7. Street trees and rooftop gardens for pleasure, and to ameliorate temperature extremes and reduce need for HVAC

Trees and gardens save energy and money and give pleasure to people, living space to animals and birds. Rooftop gardens provide better insulation than any amount of fiberglass batting and can grow food as well; trees provide shade in the summer and obligingly drop their leaves in the winter so sunlight can warm homes and offices, and their transpiration also helps balance local temperatures.

8. Light rail or a rapid train connection to the airport. Freight and passenger rail depots in town

Making different forms of transportation work together will be a prime challenge in the 21st Century. There is no need for much of what exists around airports in the United States. The shopping areas, acres of parking lots and hotel accommodations at airports can be eliminated. Further, in the future, people will be able to begin their journey near their home and end it at their destination, without checking the baggage twice. To accomplish this cities need to establish airport connections via light rail to downtown. This will allows passengers to leave their cars at home, or to get to the airport without the use of a car with the assurance they will be able to get to their destination without financing a cab ride or renting a car. Further, high-speed rail lines should be built to replace smaller airports and accommodate passengers traveling less than a few hundred miles. Amtrak should be funded and operated by commercial airlines and establish train stations at airports. (In Europe, for example, Lufthansa provides rail as well as air service.) This will allow for seamless connections and transfers between trains and planes in order to complete a journey using a single ticket without hassle.

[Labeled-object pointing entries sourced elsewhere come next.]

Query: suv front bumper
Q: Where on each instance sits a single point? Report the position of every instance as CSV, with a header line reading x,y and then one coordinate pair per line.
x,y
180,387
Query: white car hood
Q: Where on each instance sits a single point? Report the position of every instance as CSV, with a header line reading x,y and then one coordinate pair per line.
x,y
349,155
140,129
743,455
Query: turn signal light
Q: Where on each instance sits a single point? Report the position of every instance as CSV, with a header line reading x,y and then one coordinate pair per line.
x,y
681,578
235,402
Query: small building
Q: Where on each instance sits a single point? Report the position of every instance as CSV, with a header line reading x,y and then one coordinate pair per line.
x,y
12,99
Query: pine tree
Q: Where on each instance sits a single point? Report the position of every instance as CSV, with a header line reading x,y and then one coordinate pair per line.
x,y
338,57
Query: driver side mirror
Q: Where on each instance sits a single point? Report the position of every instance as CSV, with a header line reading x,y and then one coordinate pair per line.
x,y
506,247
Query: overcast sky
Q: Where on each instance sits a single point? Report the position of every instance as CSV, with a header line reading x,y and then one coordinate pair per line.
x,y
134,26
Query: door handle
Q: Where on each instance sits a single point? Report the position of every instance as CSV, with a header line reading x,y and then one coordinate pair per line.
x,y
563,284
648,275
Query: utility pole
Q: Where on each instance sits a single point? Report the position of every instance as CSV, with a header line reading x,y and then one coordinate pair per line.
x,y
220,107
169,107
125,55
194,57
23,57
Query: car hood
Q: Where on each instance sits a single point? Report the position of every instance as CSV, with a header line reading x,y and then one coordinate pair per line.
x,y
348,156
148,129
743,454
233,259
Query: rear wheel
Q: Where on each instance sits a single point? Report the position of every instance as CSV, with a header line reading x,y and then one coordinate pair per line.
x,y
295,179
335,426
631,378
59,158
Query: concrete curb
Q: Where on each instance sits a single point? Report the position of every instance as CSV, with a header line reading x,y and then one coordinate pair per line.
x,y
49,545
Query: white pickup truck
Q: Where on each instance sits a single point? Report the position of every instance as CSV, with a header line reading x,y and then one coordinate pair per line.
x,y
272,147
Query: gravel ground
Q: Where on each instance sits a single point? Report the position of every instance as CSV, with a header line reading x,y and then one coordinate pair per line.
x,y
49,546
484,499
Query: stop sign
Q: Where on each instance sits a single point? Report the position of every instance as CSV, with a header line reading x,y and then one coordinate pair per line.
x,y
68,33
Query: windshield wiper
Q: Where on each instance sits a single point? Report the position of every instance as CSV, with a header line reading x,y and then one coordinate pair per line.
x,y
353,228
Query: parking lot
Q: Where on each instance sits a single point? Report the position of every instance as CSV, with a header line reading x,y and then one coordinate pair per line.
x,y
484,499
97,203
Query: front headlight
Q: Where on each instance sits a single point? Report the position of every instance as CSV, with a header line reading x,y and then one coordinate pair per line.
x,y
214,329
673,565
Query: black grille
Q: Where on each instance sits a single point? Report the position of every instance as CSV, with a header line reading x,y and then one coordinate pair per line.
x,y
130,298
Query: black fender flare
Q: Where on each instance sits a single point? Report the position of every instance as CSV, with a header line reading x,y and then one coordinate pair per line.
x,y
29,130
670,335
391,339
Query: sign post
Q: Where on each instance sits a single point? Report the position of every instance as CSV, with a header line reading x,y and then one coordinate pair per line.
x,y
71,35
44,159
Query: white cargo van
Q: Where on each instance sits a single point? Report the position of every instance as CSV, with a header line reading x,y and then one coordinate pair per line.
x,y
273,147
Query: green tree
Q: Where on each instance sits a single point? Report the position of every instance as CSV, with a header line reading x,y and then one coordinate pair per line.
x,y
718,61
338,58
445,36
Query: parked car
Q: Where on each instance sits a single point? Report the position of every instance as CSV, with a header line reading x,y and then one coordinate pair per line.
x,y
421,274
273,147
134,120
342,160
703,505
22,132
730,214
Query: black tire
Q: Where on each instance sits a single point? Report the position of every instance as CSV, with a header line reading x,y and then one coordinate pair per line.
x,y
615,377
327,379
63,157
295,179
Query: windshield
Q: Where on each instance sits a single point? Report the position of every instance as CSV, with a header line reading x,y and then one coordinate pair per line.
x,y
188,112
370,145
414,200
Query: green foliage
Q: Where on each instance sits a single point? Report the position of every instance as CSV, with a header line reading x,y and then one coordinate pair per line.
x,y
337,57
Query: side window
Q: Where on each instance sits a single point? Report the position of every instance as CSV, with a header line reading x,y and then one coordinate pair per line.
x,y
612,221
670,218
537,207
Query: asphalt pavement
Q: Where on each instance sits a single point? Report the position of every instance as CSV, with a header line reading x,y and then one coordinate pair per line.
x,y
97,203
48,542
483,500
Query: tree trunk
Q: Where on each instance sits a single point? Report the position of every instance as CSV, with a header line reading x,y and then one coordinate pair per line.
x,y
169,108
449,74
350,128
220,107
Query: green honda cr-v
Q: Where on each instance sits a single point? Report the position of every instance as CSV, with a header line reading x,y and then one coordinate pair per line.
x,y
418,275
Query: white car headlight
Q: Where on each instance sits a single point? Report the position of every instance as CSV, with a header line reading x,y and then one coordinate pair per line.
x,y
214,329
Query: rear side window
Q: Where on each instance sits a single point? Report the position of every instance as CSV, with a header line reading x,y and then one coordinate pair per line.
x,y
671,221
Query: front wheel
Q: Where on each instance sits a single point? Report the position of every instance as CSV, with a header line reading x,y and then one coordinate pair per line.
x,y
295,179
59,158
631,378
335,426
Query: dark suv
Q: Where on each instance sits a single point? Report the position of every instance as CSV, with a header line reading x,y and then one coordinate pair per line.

9. Working farms adjacent to or (better yet) within city limits

The farther food is grown from town, the more it costs and the worse it tastes. Local farming means less fuel and road use, which is good for the earth and reduces need for taxes to support road infrastructure and fuel subsidies. Shorter transport times means food can ripen longer on the branch, so it tastes better and is more nutritious. The necessity to fit farms into numerous smaller spaces in town means fewer big agribusiness operations making their money on economies of scale; instead you have a greater number of small producers, which would lead to more variety of food, more accommodation to local tastes, and more competition (thus better service and lower prices), as well as making commercial organic farming economically feasible. This would again reduce stress on the earth and help minimize dependence on petroleum. Urban farmers’ markets bear all this out, providing higher quality food than the supermarkets, yet charging less for it.

Also, the presence of farms provides green space for the citizens and reminds them that all, regardless of pretensions, are tied to the earth.

10. Shops that open onto the sidewalk, not onto parking lots. All automobile parking is underground or mid-block, not between street and shop

Shops that open onto the sidewalk encourage pedestrian traffic, and pedestrians are better able to window shop than drivers. Walking of course is exercise too, and people who are walking are more likely to meet or make friends or other social, even commercial, contacts than drivers can. More pedestrian traffic therefore makes for a healthier and richer city. Shops set back behind vast parking lots foster the delusion that they are separate from the city and bear no responsibility to the community that supports them. They practically require driving, which increases civic infrastructure costs and increase social isolation. Sidewalk shops encourage friendly social contact and simply make life more pleasant.

Putting parking in mid-block structures or (better yet) underground accommodates those who must or prefer to drive without fragmenting the city to make room for vast parking lots.